Safeguarding Graph Neural Networks against Topology Inference Attacks
Jie Fu 1, Yuan Hong 2, Zhili Chen 3, Wendy Hui Wang 1
Published on arXiv
2509.05429
Model Inversion Attack
OWASP ML Top 10 — ML03
Key Finding
PGR significantly reduces topology leakage from GNNs with minimal accuracy degradation, outperforming edge-level differential privacy baselines that either fail to protect topology or severely compromise utility.
PGR (Private Graph Reconstruction)
Novel technique introduced
Graph Neural Networks (GNNs) have emerged as powerful models for learning from graph-structured data. However, their widespread adoption has raised serious privacy concerns. While prior research has primarily focused on edge-level privacy, a critical yet underexplored threat lies in topology privacy - the confidentiality of the graph's overall structure. In this work, we present a comprehensive study on topology privacy risks in GNNs, revealing their vulnerability to graph-level inference attacks. To this end, we propose a suite of Topology Inference Attacks (TIAs) that can reconstruct the structure of a target training graph using only black-box access to a GNN model. Our findings show that GNNs are highly susceptible to these attacks, and that existing edge-level differential privacy mechanisms are insufficient as they either fail to mitigate the risk or severely compromise model accuracy. To address this challenge, we introduce Private Graph Reconstruction (PGR), a novel defense framework designed to protect topology privacy while maintaining model accuracy. PGR is formulated as a bi-level optimization problem, where a synthetic training graph is iteratively generated using meta-gradients, and the GNN model is concurrently updated based on the evolving graph. Extensive experiments demonstrate that PGR significantly reduces topology leakage with minimal impact on model accuracy.

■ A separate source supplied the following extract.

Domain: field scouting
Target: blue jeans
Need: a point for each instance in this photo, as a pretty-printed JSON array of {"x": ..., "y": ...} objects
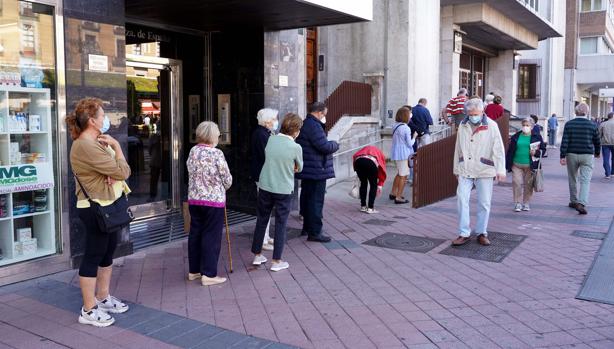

Our code is available at https://github.com/JeffffffFu/PGR.
Key Contributions
- Topology Inference Attacks (TIAs): a suite of black-box attacks that reconstruct the structural topology of a GNN's training graph
- Empirical demonstration that existing edge-level differential privacy mechanisms fail to adequately protect graph topology privacy
- Private Graph Reconstruction (PGR): a bi-level optimization defense that generates synthetic training graphs via meta-gradients to minimize topology leakage while preserving model accuracy
🛡️ Threat Analysis
The adversary reconstructs the private training graph's topology using only black-box model queries — this is training data reconstruction from a trained model, the defining characteristic of ML03. The defense (PGR) is specifically designed to prevent this topology leakage, directly targeting the reconstruction attack threat model.